Significant monitoring is needed to ensure that the inevitable challenges that follow the April at-retirement reforms are dealt with by the next government, according to shadow pensions minister Gregg McClymont, who committed Labour to doing so if elected in May.

During a debate between Mr McClymont and pensions minister Steve Webb hosted by the Society of Pension Professionals, the Labour MP for Cumbernauld, Kilsyth and Kirkintilloch East reiterated that his party would monitor but not unwind the pension freedoms announced at last year’s Budget.

Mr McClymont said the governing parties would “lose face” if they have to intervene post-April, as they don’t want to be now seen as “too paternalistic”, adding Labour are more concerned about people potentially squandering their pension pots or being the victim of scams.

On the paternalism point, Mr Webb responded that while that was certainly the driver behind auto-enrolment, such a stance should end at retirement.

Mr McClymont also stated that the next government must pay close attention to income drawdown as it rises in popularity, while annuities potentially lose out. He also appears to be a fan of collective defined contribution products due to the sharing of longevity risks.

“Government must respond creatively to the problems that arise, while providers must offer products that build up a pot and turn it into a retirement income, not just long-term savings products; longevity risk must be shared.”
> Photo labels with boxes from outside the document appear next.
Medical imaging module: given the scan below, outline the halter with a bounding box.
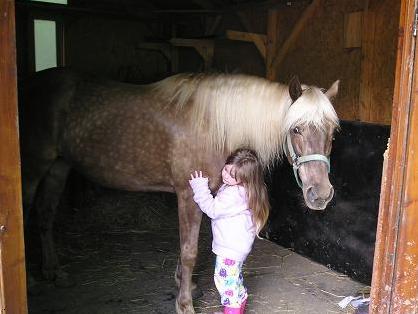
[286,134,331,188]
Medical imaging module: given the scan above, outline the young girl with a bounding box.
[189,149,270,314]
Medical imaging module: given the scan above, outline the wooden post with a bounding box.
[170,38,214,71]
[265,10,279,81]
[0,0,27,314]
[357,1,375,121]
[226,30,267,60]
[369,0,418,314]
[271,0,321,72]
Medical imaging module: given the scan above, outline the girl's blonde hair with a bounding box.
[225,148,270,236]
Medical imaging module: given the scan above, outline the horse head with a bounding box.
[283,77,339,210]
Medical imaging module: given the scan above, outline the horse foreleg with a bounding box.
[176,190,202,314]
[35,159,70,286]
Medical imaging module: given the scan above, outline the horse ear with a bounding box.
[289,75,302,102]
[325,80,340,99]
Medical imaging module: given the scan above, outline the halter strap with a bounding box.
[286,134,331,188]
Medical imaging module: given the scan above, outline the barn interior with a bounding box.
[16,0,400,313]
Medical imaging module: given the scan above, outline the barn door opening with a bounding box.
[0,0,27,313]
[370,0,418,314]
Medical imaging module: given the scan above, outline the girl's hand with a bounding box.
[190,170,205,180]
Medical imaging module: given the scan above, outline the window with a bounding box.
[32,0,68,71]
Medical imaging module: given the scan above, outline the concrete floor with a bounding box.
[28,191,364,314]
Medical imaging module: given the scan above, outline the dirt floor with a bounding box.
[27,184,363,314]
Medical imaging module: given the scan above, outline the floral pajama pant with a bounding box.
[214,256,248,308]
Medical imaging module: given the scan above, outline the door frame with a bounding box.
[370,0,418,314]
[0,0,27,314]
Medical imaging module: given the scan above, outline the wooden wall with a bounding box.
[18,0,400,124]
[277,0,400,124]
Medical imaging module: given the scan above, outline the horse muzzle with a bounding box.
[303,184,334,210]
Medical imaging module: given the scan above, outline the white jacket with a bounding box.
[190,178,255,262]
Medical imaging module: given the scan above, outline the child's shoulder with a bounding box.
[219,184,247,196]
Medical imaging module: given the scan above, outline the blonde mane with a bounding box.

He also argued that the Pension Wise roll-out has been rushed, giving the example of a friend in his constituency who is set to become a guidance giver, but has not yet begun formal training for the role.

The Pensions Advisory Service, which will run the telephony channel of the service, has said all guidance staff will complete a CII level three certificate before taking up front line responsibilities.

“People will expect a more substantial package from the guidance,” Mr McClymont noted, adding that many in the country will have no experience of going to get financial advice, so it will not be the obvious next step.

Mr Webb responded that there was no perfect way of implementing the changes that the chancellor laid out last March, pointing out that doing things over two years would have just meant a doubling in the number of people building up a desire to take advantage of the freedoms.

“The vast bulk of people will go via the web or phone, which are already up and running,” he suggested, adding that the Pension Wise website received a huge surge in traffic following the airing of the first television advert for the service on Sunday evening.

Setting out his stall for the next government, Mr Webb reiterated earlier points about the need for proper structural tax reform rather than “tweaking”.

He again suggested a 33 per cent flat rate and reduction in the annual allowance, which could be cost neutral for the government via salary sacrifice, and if done correctly it could wipe out the need for a lifetime allowance which was deemed “a tax on promotion”.

Mr McClymont rebuffed the claim, adding that Labour leader Ed Miliband’s recent proposals for a major raid on pension tax relief were not the last word. He accused the coalition of using tax relief as a well to raise money from, noting that the majority of lower earners see no impact at all.

The pair also clashed on auto-enrolment, which Mr McClymont said was a long way from being a success, stating that Mr Webb had been sluggish on the policy and distracted by reforms to the state pension.

Mr Webb had tabled the idea of tweaking auto-enrolment to integrated long-term care products, which Mr McClymont was concerned about.

“I’m worried about care product integration, I think there’s still a lot of work to be done in terms of small firm staging... the battle is not yet won,” he stated.